À cet instant précis, dès qu'elle eut aperçu l'expression crispée sur leurs visages, Noma eut la nette impression que les deux hommes s'étaient disputés juste avant d'ouvrir la porte. Elle doutait désormais que le Professeur Rogue allait la punir ; pour une fois, il ne semblait pas avoir le dessus. Assise autour de la petite table, dos à la cheminée, Noma s'efforçait de saisir le sens des murmures échangés entre les deux adultes à l'autre bout de la pièce...

- Je vous laisse, tous les deux. Ou devrai-je dire, tous les trois, dit Abelforth à Rogue en remuant à peine ses lèvres.

- Merci pour votre intervention, lui répondit Rogue à mi-voix

Durant un bref instant, juste avant de faire volte-face, Abelforth alterna son regard entre le tableau vide d'Albus, Noma qui rongeait ses ongles sur sa chaise, et finalement Rogue, toujours campé non loin de la porte. Il n'osait à peine la regarder.

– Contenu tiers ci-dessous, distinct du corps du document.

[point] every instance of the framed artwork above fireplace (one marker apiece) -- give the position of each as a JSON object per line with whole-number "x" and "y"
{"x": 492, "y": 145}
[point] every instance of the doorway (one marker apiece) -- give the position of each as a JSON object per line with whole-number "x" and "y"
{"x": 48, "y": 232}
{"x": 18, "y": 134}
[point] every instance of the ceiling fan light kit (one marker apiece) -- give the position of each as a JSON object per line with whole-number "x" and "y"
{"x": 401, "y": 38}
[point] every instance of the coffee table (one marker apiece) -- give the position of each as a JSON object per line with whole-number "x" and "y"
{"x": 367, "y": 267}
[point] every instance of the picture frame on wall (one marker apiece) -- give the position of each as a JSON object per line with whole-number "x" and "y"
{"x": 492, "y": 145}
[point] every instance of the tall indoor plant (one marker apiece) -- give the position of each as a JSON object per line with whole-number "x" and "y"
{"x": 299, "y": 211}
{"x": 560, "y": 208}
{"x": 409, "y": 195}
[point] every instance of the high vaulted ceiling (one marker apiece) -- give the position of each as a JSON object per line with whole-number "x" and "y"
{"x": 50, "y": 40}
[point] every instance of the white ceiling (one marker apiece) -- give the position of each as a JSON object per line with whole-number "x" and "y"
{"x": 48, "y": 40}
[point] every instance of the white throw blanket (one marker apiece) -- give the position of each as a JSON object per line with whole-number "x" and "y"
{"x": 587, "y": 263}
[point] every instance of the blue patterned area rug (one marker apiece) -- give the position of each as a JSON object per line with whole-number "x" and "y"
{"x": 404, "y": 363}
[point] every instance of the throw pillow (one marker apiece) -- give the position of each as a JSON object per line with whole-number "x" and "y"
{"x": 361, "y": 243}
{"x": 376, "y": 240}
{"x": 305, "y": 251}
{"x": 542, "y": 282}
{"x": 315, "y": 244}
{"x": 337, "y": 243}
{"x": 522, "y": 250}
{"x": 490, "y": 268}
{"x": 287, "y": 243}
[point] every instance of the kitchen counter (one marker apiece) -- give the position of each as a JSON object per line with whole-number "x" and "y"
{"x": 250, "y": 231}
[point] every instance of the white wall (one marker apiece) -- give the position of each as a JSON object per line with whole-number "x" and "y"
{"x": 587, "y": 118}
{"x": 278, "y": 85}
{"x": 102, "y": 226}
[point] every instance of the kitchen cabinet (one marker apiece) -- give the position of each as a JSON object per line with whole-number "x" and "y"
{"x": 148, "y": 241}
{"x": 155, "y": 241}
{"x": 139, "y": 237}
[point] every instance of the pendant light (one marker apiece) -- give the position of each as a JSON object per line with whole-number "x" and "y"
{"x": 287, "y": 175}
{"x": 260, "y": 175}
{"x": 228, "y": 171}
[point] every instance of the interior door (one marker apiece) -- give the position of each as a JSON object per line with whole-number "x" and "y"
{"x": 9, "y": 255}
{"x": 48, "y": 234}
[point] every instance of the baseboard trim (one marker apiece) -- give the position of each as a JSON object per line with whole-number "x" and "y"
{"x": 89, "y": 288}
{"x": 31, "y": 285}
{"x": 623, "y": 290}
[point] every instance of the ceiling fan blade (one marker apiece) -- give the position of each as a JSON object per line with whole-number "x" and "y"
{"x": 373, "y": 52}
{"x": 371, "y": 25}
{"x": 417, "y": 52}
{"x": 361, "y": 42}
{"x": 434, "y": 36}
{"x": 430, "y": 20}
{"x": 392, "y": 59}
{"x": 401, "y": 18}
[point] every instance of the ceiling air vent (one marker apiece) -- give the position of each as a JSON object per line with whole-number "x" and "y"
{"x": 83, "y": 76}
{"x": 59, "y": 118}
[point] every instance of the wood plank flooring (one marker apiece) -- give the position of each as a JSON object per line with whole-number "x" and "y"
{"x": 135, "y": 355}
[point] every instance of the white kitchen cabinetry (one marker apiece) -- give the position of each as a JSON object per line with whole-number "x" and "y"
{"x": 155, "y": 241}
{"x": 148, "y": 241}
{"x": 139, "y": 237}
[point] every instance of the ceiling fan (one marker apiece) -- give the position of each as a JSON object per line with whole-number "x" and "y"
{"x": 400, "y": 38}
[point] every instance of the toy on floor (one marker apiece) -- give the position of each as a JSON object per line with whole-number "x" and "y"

Le directeur du Phénix pinça les lèvres lorsqu'ils se retrouvèrent seuls, juste avant de lui adresser une question dans un murmure à peine audible :

- Puis-je m'asseoir?

Noma ne parvenait pas à assimiler ce qu'il venait de dire, elle était même presque certaine de ne pas l'avoir très bien entendu. Cela semblait surréaliste que le professeur Rogue lui demande une autorisation. Habituellement, il imposait plutôt que de demander. La jeune élève resta muette de stupéfaction, mais réussit cependant à acquiescer d'un hochement de tête

- Je pensais que certains secrets n'étaient pas toujours destinés à être révélés, dit doucement Rogue en prenant place en face d'elle. Je me suis trompé.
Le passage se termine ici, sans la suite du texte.